Program notes by Evan Ziporyn
Sulvasutra (2006) is based on an ancient Sanskrit treatise, probably dating from 800 BC. An appendix to the Vedas proper, it gives rules for the proper construction of religious altars. Vedic ritual sacrifice required precisely proportioned fire altars, which themselves took on highly symbolic, intricately designed shapes, such as the famous syena-cita (‘great eagle’) altar diagrammed below. The text contains all that is known of ancient Indian mathematics, presented as applied math, as formulae without proofs. Included among these, among other things, is the method for determining lengths in right triangles, i.e., the Pythagorean Theorem.
The Sulvasutra suggests that devotion is linked to order, that the spiritual agni (‘fire’) is enabled by knowledge. This brings us to music, another meeting point of body and mind. Music is a physical force that touches our emotions, this is probably why it matters to us, but it is also pure number made manifest. The master musicians for whom I wrote this piece all speak different musical languages, but all are built from the same building blocks. China’s elegant huang chung (‘yellow bell’) tuning system, India’s microtonal sruti, and Pythagorean tuning itself (the starting point for western tuning) are all derived from the geometric ratios of the overtone series. The results have little in common on the surface: the same materials can make many different altars. As listeners, we don’t need to be conscious of the numbers: the rigor is present whether we know it or not. Wu Man tuning her pipa, or Sandeep Das playing the tabla – both are forms of applied mathematics. The music doesn’t work, the fire can’t burn, without it. So in this piece I go back to these principles, deriving both form and content from these shared fundamentals.
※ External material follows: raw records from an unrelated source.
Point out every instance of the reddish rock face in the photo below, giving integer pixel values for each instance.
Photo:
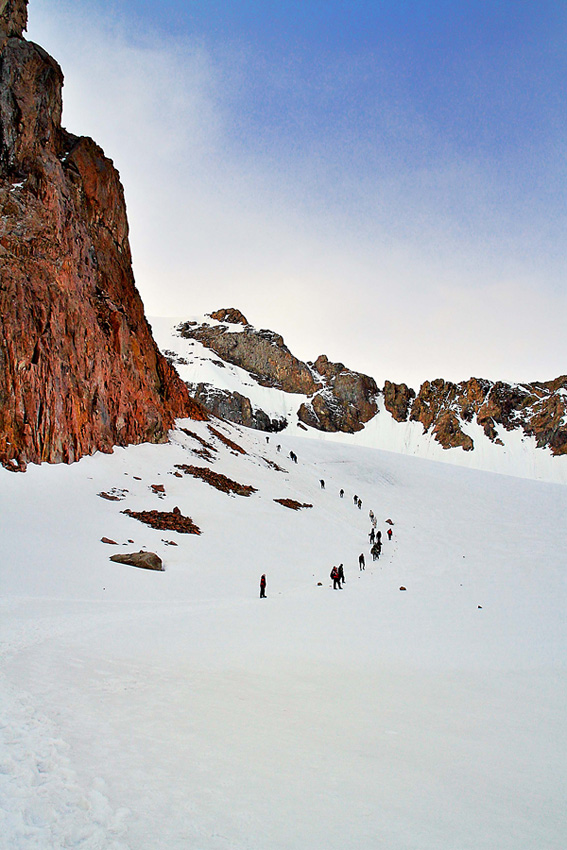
(538, 409)
(79, 369)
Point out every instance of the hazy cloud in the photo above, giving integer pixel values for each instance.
(405, 267)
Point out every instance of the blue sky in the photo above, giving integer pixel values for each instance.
(384, 182)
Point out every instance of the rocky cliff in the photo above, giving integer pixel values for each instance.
(79, 369)
(339, 399)
(538, 409)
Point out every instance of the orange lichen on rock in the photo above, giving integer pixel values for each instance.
(217, 480)
(293, 504)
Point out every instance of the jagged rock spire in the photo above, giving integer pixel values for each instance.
(13, 17)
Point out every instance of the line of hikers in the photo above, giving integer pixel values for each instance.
(338, 576)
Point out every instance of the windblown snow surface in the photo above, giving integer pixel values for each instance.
(173, 710)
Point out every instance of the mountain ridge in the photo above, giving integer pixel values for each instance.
(79, 369)
(456, 418)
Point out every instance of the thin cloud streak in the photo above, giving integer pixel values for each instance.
(406, 271)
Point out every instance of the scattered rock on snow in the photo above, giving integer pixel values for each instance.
(166, 520)
(144, 560)
(291, 503)
(217, 480)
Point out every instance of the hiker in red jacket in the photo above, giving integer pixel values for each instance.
(336, 579)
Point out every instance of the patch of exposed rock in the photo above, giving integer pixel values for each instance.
(166, 520)
(143, 560)
(262, 353)
(346, 401)
(292, 504)
(217, 480)
(397, 400)
(235, 407)
(340, 399)
(538, 409)
(79, 369)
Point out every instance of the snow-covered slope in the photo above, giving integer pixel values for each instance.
(176, 710)
(515, 454)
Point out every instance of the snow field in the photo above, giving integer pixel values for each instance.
(177, 710)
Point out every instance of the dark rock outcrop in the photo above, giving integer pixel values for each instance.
(79, 369)
(347, 400)
(397, 400)
(262, 353)
(342, 400)
(143, 560)
(235, 407)
(538, 409)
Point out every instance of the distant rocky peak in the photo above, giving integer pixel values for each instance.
(13, 18)
(230, 315)
(327, 369)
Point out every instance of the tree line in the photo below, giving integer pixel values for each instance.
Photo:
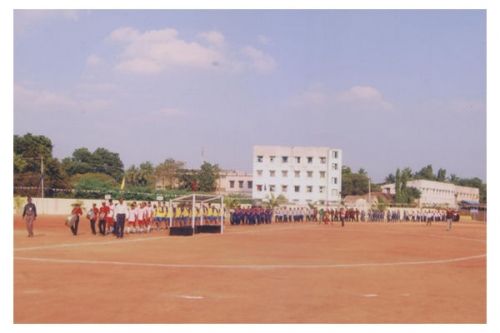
(91, 174)
(87, 174)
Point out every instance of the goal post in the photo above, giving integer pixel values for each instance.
(196, 213)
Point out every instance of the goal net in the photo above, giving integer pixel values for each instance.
(196, 213)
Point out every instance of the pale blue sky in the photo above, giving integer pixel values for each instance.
(390, 88)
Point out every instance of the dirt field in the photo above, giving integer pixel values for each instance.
(279, 273)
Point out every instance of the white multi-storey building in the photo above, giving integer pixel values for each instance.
(235, 182)
(439, 193)
(301, 174)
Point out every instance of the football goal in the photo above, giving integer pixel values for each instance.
(196, 213)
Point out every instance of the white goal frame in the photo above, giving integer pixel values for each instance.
(198, 199)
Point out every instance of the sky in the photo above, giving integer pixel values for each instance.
(392, 89)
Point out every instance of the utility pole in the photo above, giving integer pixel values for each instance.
(369, 193)
(43, 190)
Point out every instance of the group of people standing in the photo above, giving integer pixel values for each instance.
(141, 217)
(138, 217)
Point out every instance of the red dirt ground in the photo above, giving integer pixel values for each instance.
(279, 273)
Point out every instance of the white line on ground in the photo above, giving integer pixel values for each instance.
(256, 266)
(109, 242)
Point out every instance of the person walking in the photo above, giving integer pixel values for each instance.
(92, 216)
(121, 213)
(76, 212)
(29, 216)
(103, 212)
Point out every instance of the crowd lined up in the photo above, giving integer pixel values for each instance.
(144, 217)
(258, 215)
(140, 217)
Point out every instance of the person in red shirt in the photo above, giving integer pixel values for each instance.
(92, 216)
(76, 213)
(103, 212)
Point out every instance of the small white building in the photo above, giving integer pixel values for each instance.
(235, 182)
(301, 174)
(438, 193)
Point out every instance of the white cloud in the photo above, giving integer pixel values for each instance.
(365, 97)
(354, 98)
(156, 51)
(214, 38)
(259, 60)
(264, 40)
(93, 60)
(314, 97)
(39, 100)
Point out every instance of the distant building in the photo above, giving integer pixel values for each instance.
(301, 174)
(438, 193)
(235, 182)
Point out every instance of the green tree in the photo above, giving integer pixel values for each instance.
(425, 173)
(100, 161)
(188, 179)
(208, 176)
(354, 183)
(390, 179)
(29, 152)
(93, 185)
(167, 173)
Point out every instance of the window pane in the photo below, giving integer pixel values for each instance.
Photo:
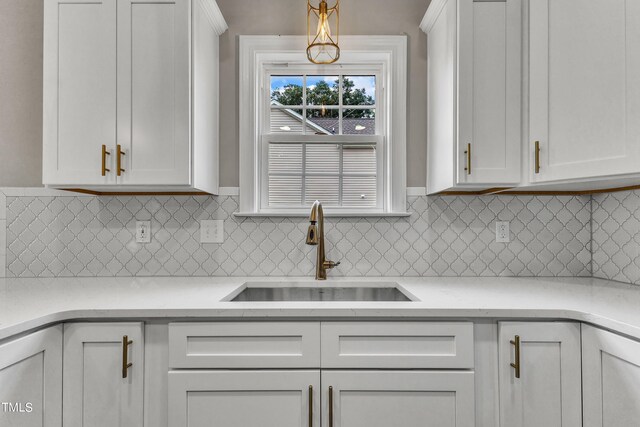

Sulvasutra is in three continuous movements, built around rhythmic cycles of 4, 5 and 3, that is, the sides of a right triangle. “Ka” (literally, ‘who,’ also the first consonant in the Sanskrit alphabet) is the secret name of Prajapati, the self-existing one who creates the universe. His story here mingles with our own creation myth, the Big Bang. String harmonics are floating particles, regarded as waves by the ‘one seer,’ who dreams the pipa melody. The particles accrue to singularity, then explode and take shape, creating space for the tintal meter of the tabla.
“Agni” is the sacrificial fire, Prajapati’s second creation, itself a god. There is evidence that elements of Vedic culture spread to Georgia and Greece; this movement represents that wildfire-like diffusion. Its modal harmonies wind their way through Georgia to the west; its meter begins as strict jhap (a 5 beat tal) and end in an additive feel closer to the Balkans.
In “Letter to Pythagoras (3/4/5)”, we remain in Greece, where the Mystical Order learned its math from someone (who?). Over a simple drone, the violins build a melody on the same 3-4-5 triangle. Mathematical formulae are infinitely expandable, and what follows is a door opening to that expansion, all burning steadily over a strict 3-beat tal.